By DoD News
By Jim Garamone
The new permissions available thanks to the South Asia strategy mean the campaign is on the “path to a win,” the commander of NATO’s Resolute Support mission and U.S. forces in Afghanistan told Pentagon reporters Tuesday.
President Donald J. Trump announced the strategy during a speech at Fort Myer, Virginia, in August.
Speaking via satellite from his headquarters in Afghanistan’s capital of Kabul, Army Gen. John W. Nicholson emphasized that the strategy is strictly conditions-based, not time-based.
“We will be here until the job is done,” the general said. “The U.S. approach aligns with the NATO approach. … War is a contest of wills. The president has left no doubt in terms of our will to win.”
Goal: Negotiated Reconciliation
In Afghanistan, the goal is reconciliation through a negotiated settlement lowering the level of violence, Nicholson said. Afghanistan and the coalition will use three forms of pressure to make this happen, he added: military pressure, diplomatic pressure and social pressure.
Afghan security forces will apply the military pressure, the general told reporters, aided by coalition advisors and air assets. That pressure will increase in the next year as new Afghan capabilities come on line and as U.S. and coalition advisers embed with smaller units, he said.
Meanwhile, he said, Afghan and coalition officials will apply diplomatic pressure on the enablers of the Taliban and the Haqqani networks, and social pressure will be applied through elections over the next two years. If done credibly, Nicholson said, these pressures will enhance the legitimacy of the government in the eyes of the people.
“In the face of this pressure, the Taliban cannot win,” Nicholson said. “Their choices are to reconcile, live in irrelevance, or die.”
The United States and coalition must realign resources and to execute this strategy, the general said. “I’d point out that the military effort is necessary but, by itself, not sufficient for success,” he said. “We must work together with all of the parts of the U.S. government and the coalition in order to be successful.”
Striking Taliban Revenue Stream
Operations under the new permissions have already begun, as Afghan and coalition forces struck the source of the Taliban’s finances: the narcotics trade.
“In just over three days’ worth of operations, the Afghan 215th Corps, their special forces commandos, their air force, in close cooperation with U.S. forces, removed between $7 million and $10 million of revenue from the Taliban’s pocketbook,” Nicholson said. “And the overall cost to the drug trafficking organizations approached $48 million. So these strikes were just the first step in attacking the Taliban’s financial engine, and they will continue.”
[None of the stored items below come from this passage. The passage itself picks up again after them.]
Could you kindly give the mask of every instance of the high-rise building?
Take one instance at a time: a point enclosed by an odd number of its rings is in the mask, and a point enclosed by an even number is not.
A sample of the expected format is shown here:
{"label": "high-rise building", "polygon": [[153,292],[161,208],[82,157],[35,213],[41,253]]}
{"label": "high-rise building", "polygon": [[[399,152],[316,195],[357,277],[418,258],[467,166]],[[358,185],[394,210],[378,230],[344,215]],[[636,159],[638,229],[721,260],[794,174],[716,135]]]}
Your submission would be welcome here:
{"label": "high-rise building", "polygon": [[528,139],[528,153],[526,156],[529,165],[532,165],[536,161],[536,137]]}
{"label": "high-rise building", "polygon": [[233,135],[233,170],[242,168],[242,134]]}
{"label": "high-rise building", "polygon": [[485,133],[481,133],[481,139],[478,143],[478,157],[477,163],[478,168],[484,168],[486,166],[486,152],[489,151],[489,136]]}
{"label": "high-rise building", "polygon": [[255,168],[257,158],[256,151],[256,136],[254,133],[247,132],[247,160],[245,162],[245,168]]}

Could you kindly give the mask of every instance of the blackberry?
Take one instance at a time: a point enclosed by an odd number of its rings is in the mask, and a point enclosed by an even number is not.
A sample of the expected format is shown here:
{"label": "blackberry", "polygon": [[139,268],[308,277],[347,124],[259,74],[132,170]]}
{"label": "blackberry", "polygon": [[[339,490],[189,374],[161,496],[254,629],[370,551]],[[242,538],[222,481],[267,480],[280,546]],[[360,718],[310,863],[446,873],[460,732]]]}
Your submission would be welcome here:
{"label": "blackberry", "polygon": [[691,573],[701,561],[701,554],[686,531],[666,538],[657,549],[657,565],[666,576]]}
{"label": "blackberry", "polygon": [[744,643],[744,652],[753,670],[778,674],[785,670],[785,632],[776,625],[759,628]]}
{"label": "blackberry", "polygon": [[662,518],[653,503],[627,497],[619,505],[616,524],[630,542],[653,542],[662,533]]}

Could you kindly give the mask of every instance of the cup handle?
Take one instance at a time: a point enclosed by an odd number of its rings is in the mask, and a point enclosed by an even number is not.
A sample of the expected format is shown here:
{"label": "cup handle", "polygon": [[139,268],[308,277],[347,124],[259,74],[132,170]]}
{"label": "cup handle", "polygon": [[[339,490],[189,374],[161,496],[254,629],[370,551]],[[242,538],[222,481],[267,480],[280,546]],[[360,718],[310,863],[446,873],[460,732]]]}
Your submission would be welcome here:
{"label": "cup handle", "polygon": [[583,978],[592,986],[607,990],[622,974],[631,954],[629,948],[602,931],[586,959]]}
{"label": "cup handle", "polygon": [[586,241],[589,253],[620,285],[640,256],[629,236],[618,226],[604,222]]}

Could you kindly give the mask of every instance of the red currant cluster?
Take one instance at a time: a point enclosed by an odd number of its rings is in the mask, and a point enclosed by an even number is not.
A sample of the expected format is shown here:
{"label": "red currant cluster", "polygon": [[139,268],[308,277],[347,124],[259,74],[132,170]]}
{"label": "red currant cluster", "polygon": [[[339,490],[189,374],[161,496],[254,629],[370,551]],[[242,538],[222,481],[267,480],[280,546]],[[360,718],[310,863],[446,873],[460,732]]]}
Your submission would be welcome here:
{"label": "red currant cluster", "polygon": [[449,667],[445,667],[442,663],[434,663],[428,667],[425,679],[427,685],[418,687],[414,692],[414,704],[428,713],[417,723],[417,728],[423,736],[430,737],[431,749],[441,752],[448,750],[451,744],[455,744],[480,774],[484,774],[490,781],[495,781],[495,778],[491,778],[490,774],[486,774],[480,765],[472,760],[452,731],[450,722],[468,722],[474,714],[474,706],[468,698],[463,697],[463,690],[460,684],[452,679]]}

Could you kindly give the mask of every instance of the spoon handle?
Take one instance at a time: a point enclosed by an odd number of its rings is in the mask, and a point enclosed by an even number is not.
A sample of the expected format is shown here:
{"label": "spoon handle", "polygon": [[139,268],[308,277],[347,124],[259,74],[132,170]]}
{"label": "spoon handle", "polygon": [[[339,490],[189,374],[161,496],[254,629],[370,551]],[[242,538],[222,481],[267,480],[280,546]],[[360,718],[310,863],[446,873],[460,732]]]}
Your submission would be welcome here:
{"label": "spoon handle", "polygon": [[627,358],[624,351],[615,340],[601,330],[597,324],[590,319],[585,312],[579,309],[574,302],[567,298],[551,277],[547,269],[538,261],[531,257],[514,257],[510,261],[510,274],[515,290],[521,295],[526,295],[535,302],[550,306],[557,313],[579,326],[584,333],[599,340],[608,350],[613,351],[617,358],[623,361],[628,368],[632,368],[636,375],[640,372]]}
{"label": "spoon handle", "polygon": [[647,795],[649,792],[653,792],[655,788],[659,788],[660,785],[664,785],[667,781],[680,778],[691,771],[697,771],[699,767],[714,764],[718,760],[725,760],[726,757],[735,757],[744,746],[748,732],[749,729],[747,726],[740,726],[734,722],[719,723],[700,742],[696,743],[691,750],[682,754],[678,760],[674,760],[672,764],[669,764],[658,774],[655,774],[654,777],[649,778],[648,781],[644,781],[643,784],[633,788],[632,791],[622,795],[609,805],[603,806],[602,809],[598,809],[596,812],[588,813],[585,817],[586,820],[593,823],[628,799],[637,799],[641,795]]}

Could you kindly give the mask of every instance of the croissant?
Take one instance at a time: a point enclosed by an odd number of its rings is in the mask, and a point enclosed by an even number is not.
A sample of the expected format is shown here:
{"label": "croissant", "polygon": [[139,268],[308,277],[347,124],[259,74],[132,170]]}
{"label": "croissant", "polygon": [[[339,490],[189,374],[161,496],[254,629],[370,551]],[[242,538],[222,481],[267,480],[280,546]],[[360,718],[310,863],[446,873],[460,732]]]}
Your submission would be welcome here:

Nicholson said the Taliban have evolved into a criminal or narco-insurgency. “They are fighting to defend their revenue streams,” he said. “They have increasingly lost whatever ideological anchor they once had. They fight to preserve and expand their sources of revenue. This includes narcotics trafficking, illegal mining, taxing people throughout Afghanistan, kidnapping and murder for hire: all criminal endeavors.”
The general noted that Afghan forces have stepped up. “We fought most of this year, through Aug. 21, at the lowest level of U.S. force and capability, and, therefore, the highest level of risk, in our 16-year war in Afghanistan,” he said. “Yet, in spite of that, the Taliban strategy was not successful. It was essentially defeated by the Afghans.”
In face of this, the Taliban have reverted to guerilla war, while Afghan forces have become more capable. Nicholson noted that Afghan President Ashraf Ghani often says the Afghans own the fight, and are proud to. “They are willing to fight and die for their future, their country, their families,” the general added. “And in so doing, they’re not only fighting on behalf of themselves, but they are fighting against the terrorists who have threatened our homeland and the homelands of our allies as well.”